Afterward, roughly 50 supporters seated in the courtroom gallery rose to their feet in thunderous applause.
"I'm supposed to feel relieved and I do a little bit," said Zurawski of Downers Grove, "but I'm still troubled that this ever happened. We deserve the right to express an opinion without being dragged into the legal system. Having been led away from my home in handcuffs, after doing nothing wrong, still burns a bit."
Zurawski, 40, and his friend, Hartfield, 46, of Naperville, were arrested two weeks after their May 6, 2007, demonstration.
They road their bikes to a pedestrian bridge that spans I-355 near Glen Ellyn and unfurled a large banner that read: "Impeach Bush and Cheney - liars." They also displayed an upside-down American flag for about 90 minutes.
Weeks later, a DuPage County sheriff's deputy pursued the misdemeanor charge after he said a passing trucker complained. Initially, prosecutors alleged the pair tossed something onto the roadway, causing motorists to swerve. Later, though, the charge was amended to suggest they made a "throwing motion."
The protesters deny pretending to or actually throwing anything. Rather, both said they were prosecuted because of their political beliefs.
But DuPage State's Attorney Joseph Birkett said the charges had nothing to do with politics.
"This was a traffic hazard," he said. "That's why we went forward with the complaint. I respect every person's First Amendment right. I don't think we should ever take any steps to curtail that. This had only to do with traffic safety on a highway.
"You can't yell fire in a crowd and you can't hang a very large display over a highway like that. It's just unsafe."
Naperville attorney Shawn Collins represented Hartfield and Zurawski for free.

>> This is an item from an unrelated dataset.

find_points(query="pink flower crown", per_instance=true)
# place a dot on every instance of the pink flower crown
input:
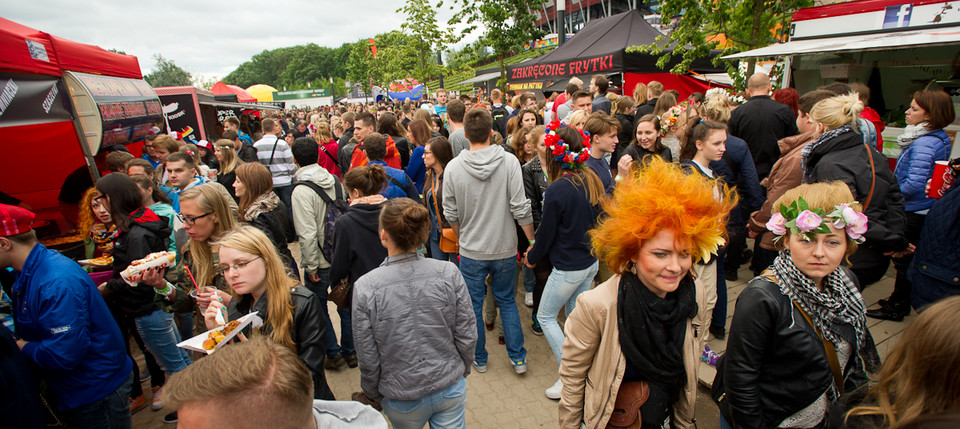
(805, 222)
(561, 150)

Collins said he was confident they would have won had the case went to trial.
"I took this case because I felt what happened to them was wrong," Collins said.
Groups such as DuPage Against War Now and the DuPage Peace Through Justice Coalition became involved. The case sparked letter-writing campaigns, petition drives, Internet forum debates from folks as far away as Australia, Britain, China, Ireland and the U.K.
Several small protests were conducted outside the Wheaton courthouse.
The protesters said they plan to continue participating in peaceful demonstrations.